It’s not what you think
Author: Bill Cusick
June 23, 2005
Let’s face it. We are all selling, all the time. We’re selling our service to customers, our products to market, our golf story to buddies, whatever. What we here at Vox have argued is that, when you sell, you are not just spinning what a service or product can do for a customer, you are selling the resulting feeling or emotion the customer gains from buying a product or associating with your company.
Seth Godin, in his intriguing (though lean) book All Marketers Are Liars, more eloquently postulates this idea. He cites some interesting examples (e.g. why people spend $80,000 on the Porsche SUV when they can get the same chassis, engine, etc. in the VW model for half that). What people are buying, is the feeling and emotional associations they get from the purchase, not the product itself.
Feeding us a line
Author: Bill Cusick
June 8, 2005
I hate SBC. I don’t truly hate companies - after all, a company is not a person - but I hate SBC. We just found out (thanks Mike) that we’re paying over twice the going rate for our DSL service. The reason? Because we’re on one of the "older" plans that they no longer offer. Pardon me? Same service, same bandwidth, etc., for more than double the cost.
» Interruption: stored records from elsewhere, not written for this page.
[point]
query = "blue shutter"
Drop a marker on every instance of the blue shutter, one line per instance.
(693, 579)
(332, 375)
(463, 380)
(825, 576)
To change to the lower cost alternative we need to order the new plan, than we need to cancel the old plan, then we need to worry about making sure the static IP addresses are changed correctly. That’s a lot of "we’s". I wonder how long this has been going on. I wonder how long it will really take to go through this little unneccessary hassle. I hate those guys.
And it’s not just SBC that doesn’t bother to mention these things. Comcast is guilty of this selective memory loss as well.
So SBC: you need to stop this behavior…now.
Health insurance - the next customer experience frontier
Author: Bill Cusick
June 6, 2005
I don’t know about you, but we pay through the nose for decent health insurance. By decent, I mean insurance that kicks in pretty early (while still sharing the cost with employees) and that completely covers the big, bad stuff that can happen.
I review our insurance every May, and work with our broker to decide whether we stick with the devil we know - our current plan - or jump to a new company. Given that, I have conversations about things like in and out-of-network limits, deductibles, co-pays, out-of-pocket expense and more. And yet, when I get a notice from the health insurer about a doctor’s appointment I had a month ago, I don’t understand it.
Sometimes, I’m not sure if I’m supposed to send them money or not, let alone what’s left of my deductible to cover. Some of the websites are getting better, but for the most part, great customer experience and health insurers don’t intersect.
Well, we want to change that! After all, when you’re paying a couple hundred bucks per month for health coverage, you should expect to understand what the heck is going on.